KMeans is a standard data-science clustering technique. In our case, it groups whiskies with similar characteristics (according to the 12 criteria) into clusters. If we have a favourite whiskey, chances are we can find something similar by looking at other instances in the same cluster. If we are feeling like a change, we can look for a whiskey in some other cluster. The centroid is the notional "point" in the middle of the cluster. For us, it reflects the typical measure of each criteria for a whiskey in that cluster.
Implementation Details
We’ll start with defining a Point record:
record Point(double[] pts) implements Serializable {
static Point fromLine(String line) { new Point(line.split(',')[2..-1]*.toDouble() as double[]) }
}
We’ve made it Serializable
(more on that later) and included
a fromLine
factory method to help us make points from a CSV
file. We’ll do that ourselves rather than rely on other libraries
which could assist. It’s not a 2D or 3D point for us but 12D
corresponding to the 12 criteria. We just use a double
array,
so any dimension would be supported but the 12 comes from the
number of columns in our data file.
We’ll define a related TaggedPointCounter
record. It’s like
Point
but tracks an int
cluster id and long
count used
when clustering the points:
record TaggedPointCounter(double[] pts, int cluster, long count) implements Serializable {
TaggedPointCounter plus(TaggedPointCounter that) {
new TaggedPointCounter((0..<pts.size()).collect{ pts[it] + that.pts[it] } as double[], cluster, count + that.count)
}
TaggedPointCounter average() {
new TaggedPointCounter(pts.collect{ double d -> d/count } as double[], cluster, 0)
}
}
We have plus
and average
methods which will be helpful
later in the map/reduce parts of the algorithm.
Another aspect of the KMeans algorithm is assigning points to the cluster associated with their nearest centroid. For 2 dimensions, recalling pythagoras' theorem, this would be the square root of x squared plus y squared, where x and y are the distance of a point from the centroid in the x and y dimensions respectively. We’ll do the same across all dimensions and define the following helper class to capture this part of the algorithm:
class SelectNearestCentroid implements ExtendedSerializableFunction<Point, TaggedPointCounter> {
Iterable<TaggedPointCounter> centroids
void open(ExecutionContext context) {
centroids = context.getBroadcast("centroids")
}
TaggedPointCounter apply(Point p) {
def minDistance = Double.POSITIVE_INFINITY
def nearestCentroidId = -1
for (c in centroids) {
def distance = sqrt((0..<p.pts.size()).collect{ p.pts[it] - c.pts[it] }.sum{ it ** 2 } as double)

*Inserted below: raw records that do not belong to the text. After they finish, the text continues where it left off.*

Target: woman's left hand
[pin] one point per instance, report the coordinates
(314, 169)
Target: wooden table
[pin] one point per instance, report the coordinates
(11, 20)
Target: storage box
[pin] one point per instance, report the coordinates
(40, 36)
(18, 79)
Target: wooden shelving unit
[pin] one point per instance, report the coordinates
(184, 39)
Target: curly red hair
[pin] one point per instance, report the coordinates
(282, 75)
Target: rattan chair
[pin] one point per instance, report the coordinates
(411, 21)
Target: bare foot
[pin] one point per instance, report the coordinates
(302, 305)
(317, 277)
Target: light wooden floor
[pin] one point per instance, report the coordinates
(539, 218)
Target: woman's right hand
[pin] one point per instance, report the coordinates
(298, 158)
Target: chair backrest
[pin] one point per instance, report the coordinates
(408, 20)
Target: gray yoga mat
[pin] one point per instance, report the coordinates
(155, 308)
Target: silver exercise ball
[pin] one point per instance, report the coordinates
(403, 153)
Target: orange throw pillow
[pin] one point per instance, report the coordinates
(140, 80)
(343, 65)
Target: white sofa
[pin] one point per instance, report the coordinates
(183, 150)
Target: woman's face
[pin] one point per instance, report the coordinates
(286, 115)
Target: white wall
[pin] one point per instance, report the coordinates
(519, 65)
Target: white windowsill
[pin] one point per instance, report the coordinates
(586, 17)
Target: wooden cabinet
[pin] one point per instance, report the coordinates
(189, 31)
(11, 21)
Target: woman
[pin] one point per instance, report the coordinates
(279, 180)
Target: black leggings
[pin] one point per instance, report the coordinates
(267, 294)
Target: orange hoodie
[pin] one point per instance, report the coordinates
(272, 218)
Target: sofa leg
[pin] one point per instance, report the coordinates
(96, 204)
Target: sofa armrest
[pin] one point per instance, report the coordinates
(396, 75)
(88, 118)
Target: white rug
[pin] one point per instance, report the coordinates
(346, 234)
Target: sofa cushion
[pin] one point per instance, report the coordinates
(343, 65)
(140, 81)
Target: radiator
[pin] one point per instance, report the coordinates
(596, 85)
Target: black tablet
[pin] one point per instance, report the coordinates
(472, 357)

if (distance < minDistance) {
minDistance = distance
nearestCentroidId = c.cluster
}
}
new TaggedPointCounter(p.pts, nearestCentroidId, 1)
}
}
In Wayang parlance, the SelectNearestCentroid
class is a
UDF, a User-Defined Function. It represents some chunk of
functionality where an optimization decision can be made about
where to run the operation.
Once we get to using Spark, the classes in the map/reduce part of our algorithm will need to be serializable. Method closures in dynamic Groovy aren’t serializable. We have a few options to avoid using them. I’ll show one approach here which is to use some helper classes in places where we might typically use method references. Here are the helper classes:
class Cluster implements SerializableFunction<TaggedPointCounter, Integer> {
Integer apply(TaggedPointCounter tpc) { tpc.cluster() }
}
class Average implements SerializableFunction<TaggedPointCounter, TaggedPointCounter> {
TaggedPointCounter apply(TaggedPointCounter tpc) { tpc.average() }
}
class Plus implements SerializableBinaryOperator<TaggedPointCounter> {
TaggedPointCounter apply(TaggedPointCounter tpc1, TaggedPointCounter tpc2) { tpc1.plus(tpc2) }
}
Now we are ready for our KMeans script:
int k = 5
int iterations = 20
// read in data from our file
def url = WhiskeyWayang.classLoader.getResource('whiskey.csv').file
def pointsData = new File(url).readLines()[1..-1].collect{ Point.fromLine(it) }
def dims = pointsData[0].pts().size()
// create some random points as initial centroids
def r = new Random()
def initPts = (1..k).collect { (0..<dims).collect { r.nextGaussian() + 2 } as double[] }
// create planbuilder with Java and Spark enabled
def configuration = new Configuration()
def context = new WayangContext(configuration)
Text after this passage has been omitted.